Nesterov's accelerated gradient for unbounded convex functions finds the minimum-norm point in the dual space
Keiya Sakabe
TL;DR
This paper studies first-order methods for lower-unbounded convex functions, where $\inf f = -\infty$, and shows that the trajectories of gradient methods diverge in a direction governed by the minimum-norm dual point $p^\star$ of $\overline{\mathrm{dom} \ f^*}$. By linking primal optimization to a dual norm-minimization problem $\min_{p\in\mathrm{dom} f^*} \|p\|^2/2$, the authors reinterpret gradient descent as mirror descent on the dual problem, yielding $\|\nabla f(x_k)-p^\star\|^2 = O(k^{-1})$ and, with Nesterov's acceleration, $p^{(k)}$ and $q^{(k)}$ converging to $p^\star$ at $O(k^{-2})$. The discrete accelerated method thus solves both the primal and the dual norm-minimization with the same $O(k^{-2})$ rate, providing quantitative divergence rates and faster unboundedness certificates. The analysis extends to continuous-time AMD and yields a dual-correspondence with the NAG ODE, and to geometric programming and ellipsoidal projection through numerical results that illustrate the predicted dual-primal dynamics and convergence behavior. Overall, the work offers a unified duality-based framework for detecting and certifying unboundedness while achieving accelerated convergence in the dual space.
Abstract
We study the behavior of first-order methods applied to a lower-unbounded convex function $f$, i.e., $\inf f = -\infty$. Such a setting has received little attention since the trajectories of gradient descent and Nesterov's accelerated gradient method diverge. In this paper, we establish quantitative convergence results describing their speeds and directions of divergence, with implications for unboundedness judgment. A key idea is a relation to a norm-minimization problem in the dual space: minimize $\|p\|^2/2$ over $p \in \mathrm{dom}f^\ast$, which can be naturally solved via mirror descent by taking the Legendre--Fenchel conjugate $f^\ast$ as the distance-generating function.

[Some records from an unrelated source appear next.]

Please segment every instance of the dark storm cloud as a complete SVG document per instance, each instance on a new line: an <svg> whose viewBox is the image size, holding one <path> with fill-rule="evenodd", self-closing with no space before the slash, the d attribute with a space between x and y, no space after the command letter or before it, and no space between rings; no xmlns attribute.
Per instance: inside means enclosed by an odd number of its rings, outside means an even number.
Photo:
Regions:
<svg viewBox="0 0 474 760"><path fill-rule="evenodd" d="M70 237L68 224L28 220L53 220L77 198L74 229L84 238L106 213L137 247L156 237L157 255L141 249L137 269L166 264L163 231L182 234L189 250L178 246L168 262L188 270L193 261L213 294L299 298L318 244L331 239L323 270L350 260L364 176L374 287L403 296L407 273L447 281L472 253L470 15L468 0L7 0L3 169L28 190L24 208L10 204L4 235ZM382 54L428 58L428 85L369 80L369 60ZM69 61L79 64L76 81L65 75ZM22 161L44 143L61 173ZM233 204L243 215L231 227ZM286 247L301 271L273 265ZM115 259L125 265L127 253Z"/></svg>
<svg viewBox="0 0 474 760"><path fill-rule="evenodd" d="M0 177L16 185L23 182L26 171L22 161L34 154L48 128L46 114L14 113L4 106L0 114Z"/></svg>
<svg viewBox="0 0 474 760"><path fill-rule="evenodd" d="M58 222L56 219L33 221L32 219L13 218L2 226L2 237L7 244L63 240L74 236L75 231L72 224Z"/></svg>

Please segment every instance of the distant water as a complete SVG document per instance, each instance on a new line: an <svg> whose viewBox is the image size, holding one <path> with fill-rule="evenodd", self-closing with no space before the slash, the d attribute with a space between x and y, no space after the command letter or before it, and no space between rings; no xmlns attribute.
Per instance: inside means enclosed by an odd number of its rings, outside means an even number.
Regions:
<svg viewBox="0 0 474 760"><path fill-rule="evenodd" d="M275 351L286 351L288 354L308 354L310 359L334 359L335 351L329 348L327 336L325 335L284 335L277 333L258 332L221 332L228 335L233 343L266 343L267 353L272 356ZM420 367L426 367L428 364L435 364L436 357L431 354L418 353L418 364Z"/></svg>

It then turns out that gradient descent for $f$ coincides with mirror descent for this norm-minimization problem, and thus it simultaneously solves both problems at $\mathcal{O}(k^{-1})$. This result admits acceleration; Nesterov's accelerated gradient method, without any modifications, simultaneously solves the original minimization and the dual norm-minimization problems at $\mathcal{O}(k^{-2})$, providing a quantitative characterization of divergence in unbounded convex optimization.